狡坂は薄く笑い、証明書をもう一度ゆっくりと持ち上げると、それを誇示するようにわずかに傾け、余裕たっぷりに鼻で笑う。
「お前みたいな雑魚が、その英雄に逆らうとはな。身の程知らずもここまで来ると笑えるぜ」
改めて証明書を少し持ち上げると、彼はちらりと視線を落とし、それを誇示するように掲げた。
「俺様はダンジョン管理局公式のイレギュラー討伐者様だ。お前ごときが俺に口を挟める立場だとでも思ってるのか?」
彼は証明書を軽く揺らしながら、挑発的な笑みを浮かべる。まるで相手の反論など最初から聞く気もないかのように、紙を指先で弾いた。
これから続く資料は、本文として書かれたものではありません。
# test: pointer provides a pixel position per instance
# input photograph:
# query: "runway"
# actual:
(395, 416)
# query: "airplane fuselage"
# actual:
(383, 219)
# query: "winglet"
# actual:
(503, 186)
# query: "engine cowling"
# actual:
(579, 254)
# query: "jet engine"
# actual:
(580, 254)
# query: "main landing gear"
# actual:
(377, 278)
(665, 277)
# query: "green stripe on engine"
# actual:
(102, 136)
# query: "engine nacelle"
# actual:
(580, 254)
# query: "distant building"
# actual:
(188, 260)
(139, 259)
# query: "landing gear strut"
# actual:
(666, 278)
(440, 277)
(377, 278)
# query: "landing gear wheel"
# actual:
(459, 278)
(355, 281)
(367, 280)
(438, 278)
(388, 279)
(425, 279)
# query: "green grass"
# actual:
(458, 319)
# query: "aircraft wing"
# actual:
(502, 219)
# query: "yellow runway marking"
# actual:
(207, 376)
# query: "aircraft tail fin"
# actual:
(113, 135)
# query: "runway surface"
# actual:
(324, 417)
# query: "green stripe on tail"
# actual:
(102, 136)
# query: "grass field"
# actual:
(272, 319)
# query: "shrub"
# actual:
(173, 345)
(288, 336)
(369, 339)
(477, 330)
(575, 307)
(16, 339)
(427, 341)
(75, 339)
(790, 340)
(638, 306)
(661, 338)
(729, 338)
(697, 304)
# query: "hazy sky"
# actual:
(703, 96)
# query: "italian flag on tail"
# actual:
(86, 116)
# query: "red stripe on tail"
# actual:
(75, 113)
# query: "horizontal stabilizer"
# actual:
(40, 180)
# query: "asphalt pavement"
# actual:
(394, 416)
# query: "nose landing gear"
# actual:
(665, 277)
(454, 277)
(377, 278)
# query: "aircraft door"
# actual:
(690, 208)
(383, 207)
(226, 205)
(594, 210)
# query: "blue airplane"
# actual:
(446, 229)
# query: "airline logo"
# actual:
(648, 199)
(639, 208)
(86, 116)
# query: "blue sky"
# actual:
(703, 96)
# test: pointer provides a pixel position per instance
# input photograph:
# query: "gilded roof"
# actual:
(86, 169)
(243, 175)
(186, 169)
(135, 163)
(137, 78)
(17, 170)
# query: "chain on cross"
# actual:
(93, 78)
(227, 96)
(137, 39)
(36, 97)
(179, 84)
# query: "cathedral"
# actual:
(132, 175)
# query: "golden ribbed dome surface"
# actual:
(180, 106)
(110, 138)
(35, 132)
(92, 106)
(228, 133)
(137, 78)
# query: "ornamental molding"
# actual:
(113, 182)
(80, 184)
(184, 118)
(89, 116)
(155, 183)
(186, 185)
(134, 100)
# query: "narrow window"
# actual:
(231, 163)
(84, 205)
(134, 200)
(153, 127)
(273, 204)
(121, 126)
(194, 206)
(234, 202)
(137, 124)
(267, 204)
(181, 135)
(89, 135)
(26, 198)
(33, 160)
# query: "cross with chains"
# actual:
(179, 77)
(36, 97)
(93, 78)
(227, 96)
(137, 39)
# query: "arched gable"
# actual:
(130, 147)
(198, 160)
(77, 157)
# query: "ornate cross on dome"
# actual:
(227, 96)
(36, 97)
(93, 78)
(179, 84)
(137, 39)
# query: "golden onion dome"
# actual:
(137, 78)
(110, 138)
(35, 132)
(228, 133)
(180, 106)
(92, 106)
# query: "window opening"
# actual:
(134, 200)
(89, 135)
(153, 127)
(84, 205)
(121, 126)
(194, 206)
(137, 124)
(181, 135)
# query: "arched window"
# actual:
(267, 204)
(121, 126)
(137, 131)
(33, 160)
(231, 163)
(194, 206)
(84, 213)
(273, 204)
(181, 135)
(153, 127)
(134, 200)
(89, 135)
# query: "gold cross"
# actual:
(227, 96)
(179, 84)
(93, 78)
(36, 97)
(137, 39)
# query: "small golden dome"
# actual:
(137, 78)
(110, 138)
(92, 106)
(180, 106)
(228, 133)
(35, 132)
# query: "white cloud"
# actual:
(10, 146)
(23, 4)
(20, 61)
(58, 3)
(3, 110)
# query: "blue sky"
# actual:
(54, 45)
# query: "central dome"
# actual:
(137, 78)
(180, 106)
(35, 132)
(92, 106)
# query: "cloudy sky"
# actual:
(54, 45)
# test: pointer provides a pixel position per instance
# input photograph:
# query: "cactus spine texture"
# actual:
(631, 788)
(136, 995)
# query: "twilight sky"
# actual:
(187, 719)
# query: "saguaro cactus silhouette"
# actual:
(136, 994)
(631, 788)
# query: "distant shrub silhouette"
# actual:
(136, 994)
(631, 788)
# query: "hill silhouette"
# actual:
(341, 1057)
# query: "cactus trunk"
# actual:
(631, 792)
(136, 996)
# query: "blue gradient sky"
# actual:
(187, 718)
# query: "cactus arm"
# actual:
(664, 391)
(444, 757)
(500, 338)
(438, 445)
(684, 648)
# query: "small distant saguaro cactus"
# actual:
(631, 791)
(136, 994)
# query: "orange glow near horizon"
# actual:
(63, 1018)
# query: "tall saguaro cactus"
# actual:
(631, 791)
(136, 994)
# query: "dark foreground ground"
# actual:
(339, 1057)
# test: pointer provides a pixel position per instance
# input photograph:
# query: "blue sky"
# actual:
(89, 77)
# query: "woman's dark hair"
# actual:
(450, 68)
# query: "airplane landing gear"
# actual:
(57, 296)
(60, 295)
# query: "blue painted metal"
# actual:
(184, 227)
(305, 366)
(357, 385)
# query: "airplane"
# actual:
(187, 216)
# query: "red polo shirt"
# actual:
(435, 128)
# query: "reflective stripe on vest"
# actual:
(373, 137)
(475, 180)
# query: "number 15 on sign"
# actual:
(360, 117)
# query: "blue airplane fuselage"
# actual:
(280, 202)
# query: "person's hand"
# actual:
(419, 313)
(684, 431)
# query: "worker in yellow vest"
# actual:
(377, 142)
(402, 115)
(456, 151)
「これがブラッド・レヴナント討伐証明書だ。ほら、この証明書が見えねぇのか?公式に認められた、俺様の偉業だぜ?」
声には揺るぎない自信が滲んでいる。彼は証明書をひと振りし、嘲るように言い放った。
「お前のつまらん言い訳なんて、公式の証明書一枚の前じゃ無意味だなぁ!」
◇◆◇◆◇◆
ダンジョン商業区には、モンスター素材の取引所がある。その近くで待ち合わせをしていると、派手な格好をした男が、あちこちのパーティーに声をかけていた。
男は派手な装いをしていた。鮮やかな刺繍が施されたマント、金属飾りのついたブーツ。妙に華美な格好のせいで、その振る舞いがさらに鼻につく。
男の様子を見ていると、声をかけられたパーティーは、決まってアイテムや金品らしきものを渡していた。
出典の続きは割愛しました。